Ⅲ. When $n$ is not an odd prime and $n≧6$ holds.
$ $We will take account of two cases depending on the order as follows.
ⅰ. When the order includes an odd prime
$ $Let $a$, $b$, $q_i$, $r$, $x'$, $y'$ and $z'$ be positive integers and $p_i$ be an odd prime. We suppose that $b=\prod_{i=1}^rp_i^{q_i}×2^a$ holds and the following equation holds when the order is $b$.
$$(x'^{b/p_i})^{p_i}+(y'^{b/p_i})^{p_i}=(z'^{b/p_i})^{p_i}$$
However, there are no positive integer solutions to this equation since this is the equation (1) when $x=x'^{b/p_i}$, $y=y'^{b/p_i}$, $z=z'^{b/p_i}$ and $n=p_i$ hold.
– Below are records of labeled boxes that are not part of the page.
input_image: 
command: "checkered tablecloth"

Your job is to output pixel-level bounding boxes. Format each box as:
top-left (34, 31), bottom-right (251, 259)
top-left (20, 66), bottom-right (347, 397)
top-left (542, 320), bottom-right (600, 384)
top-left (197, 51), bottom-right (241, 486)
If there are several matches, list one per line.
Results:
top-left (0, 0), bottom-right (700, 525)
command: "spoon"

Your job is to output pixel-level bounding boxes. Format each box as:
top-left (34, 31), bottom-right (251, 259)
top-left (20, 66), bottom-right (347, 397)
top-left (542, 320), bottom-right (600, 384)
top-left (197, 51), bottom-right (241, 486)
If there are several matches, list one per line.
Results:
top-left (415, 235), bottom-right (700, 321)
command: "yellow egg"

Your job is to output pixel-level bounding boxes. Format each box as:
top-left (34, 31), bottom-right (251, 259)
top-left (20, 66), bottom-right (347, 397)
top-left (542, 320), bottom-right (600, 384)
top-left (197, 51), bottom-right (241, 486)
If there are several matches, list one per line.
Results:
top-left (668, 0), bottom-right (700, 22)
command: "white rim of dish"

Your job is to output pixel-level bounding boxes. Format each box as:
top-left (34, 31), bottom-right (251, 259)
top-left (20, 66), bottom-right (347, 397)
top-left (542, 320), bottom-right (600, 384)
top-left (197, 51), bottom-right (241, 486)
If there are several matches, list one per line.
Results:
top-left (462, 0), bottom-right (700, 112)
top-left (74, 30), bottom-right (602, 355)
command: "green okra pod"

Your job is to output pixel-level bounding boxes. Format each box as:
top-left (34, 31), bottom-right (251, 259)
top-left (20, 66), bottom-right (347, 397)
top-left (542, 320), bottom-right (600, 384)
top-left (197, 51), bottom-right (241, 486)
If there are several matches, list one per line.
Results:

ⅱ. When the order does not include an odd prime
$ $Let $c$, $x''$, $y''$ and $z''$ be positive integers and $c≧3$ holds. We suppose that the following equation holds when the order is $2^c$.
$$(x''^{2^{c-2}})^4+(y''^{2^{c-2}})^4=(z''^{2^{c-2}})^4$$
Though, no positive integer solutions exist to this equation since this is the equation (1) when $x=x''^{2^{c-2}}$, $y=y''^{2^{c-2}}$, $z=z''^{2^{c-2}}$ and $n=4$ hold.

$ $From the above, it is proved that Fermat's Last Theorem is true. (Q.E.D.)